What Is Ophthalmology?
Ophthalmology (af-thal-MAHL-uh-jee) is the medical specialty that deals with the structure, function, problems, and diseases of the eye.
What Is an Ophthalmologist?
An ophthalmologist (af-thal-MAHL-uh-jist) is a doctor who studies, diagnoses, prevents, and treats diseases and conditions that affect the eyes. They also do eye surgery.
Why Would Someone Need One?
Ophthalmologists take care of patients with eye problems such as:
They do medical tests and procedures, such as:
- eye exams
- eye surgery including laser surgery
- ocular ultrasounds (a test that shows growths or other problems)
- screening for eye problems related to diabetes or sickle cell disease
What Is Their Training?
An ophthalmologist's training typically includes:
- 4 years of pre-medical education at a college or university
- 4 years of medical school — a medical degree (MD) or doctor of osteopathic medicine (DO) degree
- 1-year internship in internal medicine or in a transitional program. It also can be in general surgery or pediatrics.

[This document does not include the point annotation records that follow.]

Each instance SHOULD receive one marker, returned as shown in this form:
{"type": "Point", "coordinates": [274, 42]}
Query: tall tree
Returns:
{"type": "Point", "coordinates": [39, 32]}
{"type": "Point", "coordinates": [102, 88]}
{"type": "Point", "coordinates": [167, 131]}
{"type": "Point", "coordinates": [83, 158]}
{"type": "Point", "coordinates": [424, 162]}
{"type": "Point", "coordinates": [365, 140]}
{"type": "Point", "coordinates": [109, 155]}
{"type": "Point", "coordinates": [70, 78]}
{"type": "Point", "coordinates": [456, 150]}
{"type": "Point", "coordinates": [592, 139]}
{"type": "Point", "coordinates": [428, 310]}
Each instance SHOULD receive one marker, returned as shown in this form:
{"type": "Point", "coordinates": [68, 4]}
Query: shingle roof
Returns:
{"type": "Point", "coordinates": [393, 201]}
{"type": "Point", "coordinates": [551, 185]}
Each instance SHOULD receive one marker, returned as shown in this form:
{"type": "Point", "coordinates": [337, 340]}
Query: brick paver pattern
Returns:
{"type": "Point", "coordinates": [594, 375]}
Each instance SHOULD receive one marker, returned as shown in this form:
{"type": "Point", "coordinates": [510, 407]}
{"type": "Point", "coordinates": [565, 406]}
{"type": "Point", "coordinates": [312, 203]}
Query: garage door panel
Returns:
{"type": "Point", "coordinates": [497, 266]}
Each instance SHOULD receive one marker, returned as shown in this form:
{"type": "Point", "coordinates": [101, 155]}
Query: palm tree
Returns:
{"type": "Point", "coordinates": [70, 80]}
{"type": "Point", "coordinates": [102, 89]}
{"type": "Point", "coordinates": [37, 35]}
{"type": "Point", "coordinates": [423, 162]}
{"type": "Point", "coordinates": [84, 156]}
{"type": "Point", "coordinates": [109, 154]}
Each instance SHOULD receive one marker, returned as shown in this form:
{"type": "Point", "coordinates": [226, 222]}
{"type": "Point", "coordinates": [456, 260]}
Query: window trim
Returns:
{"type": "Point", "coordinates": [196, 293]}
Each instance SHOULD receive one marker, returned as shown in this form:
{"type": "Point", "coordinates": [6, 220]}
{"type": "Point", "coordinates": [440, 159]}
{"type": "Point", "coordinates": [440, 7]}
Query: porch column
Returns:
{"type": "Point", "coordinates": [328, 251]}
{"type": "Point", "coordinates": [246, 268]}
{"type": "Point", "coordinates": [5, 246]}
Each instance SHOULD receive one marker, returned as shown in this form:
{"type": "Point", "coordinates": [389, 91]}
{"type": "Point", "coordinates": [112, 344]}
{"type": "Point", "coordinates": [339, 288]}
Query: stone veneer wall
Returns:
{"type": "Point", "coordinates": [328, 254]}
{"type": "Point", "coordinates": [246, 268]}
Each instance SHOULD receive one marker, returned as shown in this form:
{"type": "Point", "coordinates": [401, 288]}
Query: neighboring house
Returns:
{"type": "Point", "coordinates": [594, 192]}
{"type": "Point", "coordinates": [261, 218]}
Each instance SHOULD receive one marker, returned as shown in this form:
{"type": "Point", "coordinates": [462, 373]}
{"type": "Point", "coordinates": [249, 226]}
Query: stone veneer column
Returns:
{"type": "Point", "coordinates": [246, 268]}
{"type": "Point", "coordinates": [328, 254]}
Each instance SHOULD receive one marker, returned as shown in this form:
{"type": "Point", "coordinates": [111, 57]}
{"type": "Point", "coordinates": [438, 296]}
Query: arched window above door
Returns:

- 3 years of training in an ophthalmology residency program
They also might have:
- expertise in a subspecialty area (for example, pediatric ophthalmology or neuro-ophthalmology) after 3 years or more in a fellowship program. A “fellow” is a doctor who had more specialty training after completing medical school and a residency.
Good to Know
Optometrists and ophthalmologists are similar, but there are some differences:
- Optometrists train in optometry school and are Doctors of Optometry (OD). In some U.S. states, they can do certain minor surgical procedures.
- Ophthalmologists train in medical school and have a doctor of medicine (MD) or doctor of osteopathy (DO) degree. They treat more serious eye problems and can do more complex surgical procedures.